The fighting continued for another week, during which the British and Commonwealth forces were pushed back south through Bukit Timah towards the urban area on the island's south-east coast. The Australians, under the command of Major General Gordon Bennett, formed a defensive perimeter about 8 km from the centre of the city, in preparation to make a stand, with the 2/30th establishing itself near the French consulate. But, on 15 February 1942, the British and Commonwealth garrison was ordered to surrender by the garrison commander, Lieutenant General Arthur Percival, and as a result, the majority of the battalion was captured and subsequently became prisoners of war, although some were able to escape and return to Australia. They remained in Japanese captivity for the next three-and-a-half years, during which over 300 members of the battalion died from disease or brutality. The battalion's final commanding officer was Lieutenant Colonel George Ramsay, who took over command of the 2/30th on 9 February after Galleghan was hospitalised. While the battalion was not officially disbanded until the end of the war, it was not reformed after the Malayan campaign.

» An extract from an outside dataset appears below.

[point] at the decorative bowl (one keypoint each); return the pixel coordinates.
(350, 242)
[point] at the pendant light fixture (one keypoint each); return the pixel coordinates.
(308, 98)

During the course of the war the 2/30th Battalion lost 433 men killed in action or died in captivity, while a further 136 were wounded. The following decorations were bestowed upon 2/30th Battalion personnel: one Distinguished Service Order, four Officers of Order of the British Empire, two Military Crosses, two Distinguished Conduct Medals, one British Empire Medal and 16 Mentions in Despatches. As of 2008, the battalion's numerical designation was perpetuated by the 2/30 Training Group, an Australian Army unit stationed in Butterworth, Malaysia, which conducts training for forces deployed as part of Rifle Company Butterworth. This unit also uses the same Unit colour patch as the 2/30th Battalion.

==Battle honours==
The 2/30th Battalion received the following battle honours:
- Malaya 1941–1942, Johore, Singapore Island, and Gemas.

==Commanding officers==
The following officers served as commanding officer of the 2/30th Battalion:
- Lieutenant Colonel Frederick Gallagher 'Black Jack' Galleghan (1940–42);
- Lieutenant Colonel George Ernest Ramsay (1942).